The IIED is a London-based policy research organization founded in 1971 to advise individuals and organizations about sustainable development. It made an assessment of what each nation’s fair share of the aid would be, since there was no breakdown in 2009 of who would pay what. The IIED’s estimates are based on the historical emissions of the nations and the size of their economies.
Only two out of 10 donors assessed by the IIED -- Norway and Japan -- paid out their “fair share,” according to the research, which collated data taken from reports submitted to the UN Framework Convention on Climate Change through May 2012. It didn’t include promises from the EU, Canada and New Zealand for an additional $3.9 billion or a U.S. commitment to pay an unspecified amount of aid during the period.
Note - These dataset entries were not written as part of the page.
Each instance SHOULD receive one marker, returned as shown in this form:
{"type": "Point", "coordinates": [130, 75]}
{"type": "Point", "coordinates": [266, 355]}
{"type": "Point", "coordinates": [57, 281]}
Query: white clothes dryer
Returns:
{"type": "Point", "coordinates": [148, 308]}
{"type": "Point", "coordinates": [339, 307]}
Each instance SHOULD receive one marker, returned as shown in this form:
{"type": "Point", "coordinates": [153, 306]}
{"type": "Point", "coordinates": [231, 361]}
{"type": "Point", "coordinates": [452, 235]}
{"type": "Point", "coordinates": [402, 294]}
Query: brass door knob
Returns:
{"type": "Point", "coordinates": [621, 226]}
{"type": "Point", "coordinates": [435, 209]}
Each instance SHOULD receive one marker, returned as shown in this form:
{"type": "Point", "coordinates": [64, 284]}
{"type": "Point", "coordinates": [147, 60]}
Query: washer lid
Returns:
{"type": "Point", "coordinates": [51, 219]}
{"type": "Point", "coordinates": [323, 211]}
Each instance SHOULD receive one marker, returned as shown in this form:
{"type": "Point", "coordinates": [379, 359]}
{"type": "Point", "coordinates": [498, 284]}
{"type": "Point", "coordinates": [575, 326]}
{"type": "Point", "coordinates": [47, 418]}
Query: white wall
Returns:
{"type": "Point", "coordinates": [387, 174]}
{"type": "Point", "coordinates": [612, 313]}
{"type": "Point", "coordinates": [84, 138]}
Only Switzerland was deemed to have passed a test of transparency in its payments. Metrics for transparency include spelling out what projects were funded, where they are, whether the aid is in loans or grant form and whether the money is destined to fighting climate change, known as mitigation, or defending against its effects, which the envoys call adaptation.
According to the IIED report, Japan led commitments with $9.6 billion, followed by the 27-nation European Union with $6.4 billion, the U.S. at $5.1 billion and Canada with $1 billion. Norway paid out $710 million, which the study estimated was almost five times its share.
Artur Runge Metzger, lead climate negotiator for the European Commission, said the EU has now come up with its final tranche of aid, bringing the bloc’s total to 7.2 billion euros ($9.3 billion).
“We certainly have fully delivered on fast start finance and honored our commitments,” Runge Metzger told reporters yesterday in Doha. “That’s not a small achievement, particularly if you take a look around in Europe at the public finance situation we’ve been facing for a number of years,” he said, a reference to budget cuts across the region.
Even so, one of the eight “unmet promises” described by the IIED report is that the aid should be “new and additional,” over and above existing aid budgets when the promise was made at the UN talks in Copenhagen in 2009.
If the money were new, it would be reflected in higher aid budgets, according to the study. It cited a report by the Organization for Economic Cooperation & Development, which found aid budgets by OECD nations rose by $11.7 billion between 2008 and 2011. That covered all aid, for all purposes, including health and education.
Other unmet pledges include a failure to direct sufficient funding to the most vulnerable nations, an unequal division of payments that favored mitigation projects over adaptation, and a failure for all of the support to come in the form of debt-free finance.
“It is past time to meet the long-agreed principles: new and additional, predictable, and adequate climate finance,” the authors wrote. “Beneficiary nations are gravely concerned that fast-start finance must not be money reallocated from previous promises on basic needs, such as health and education.”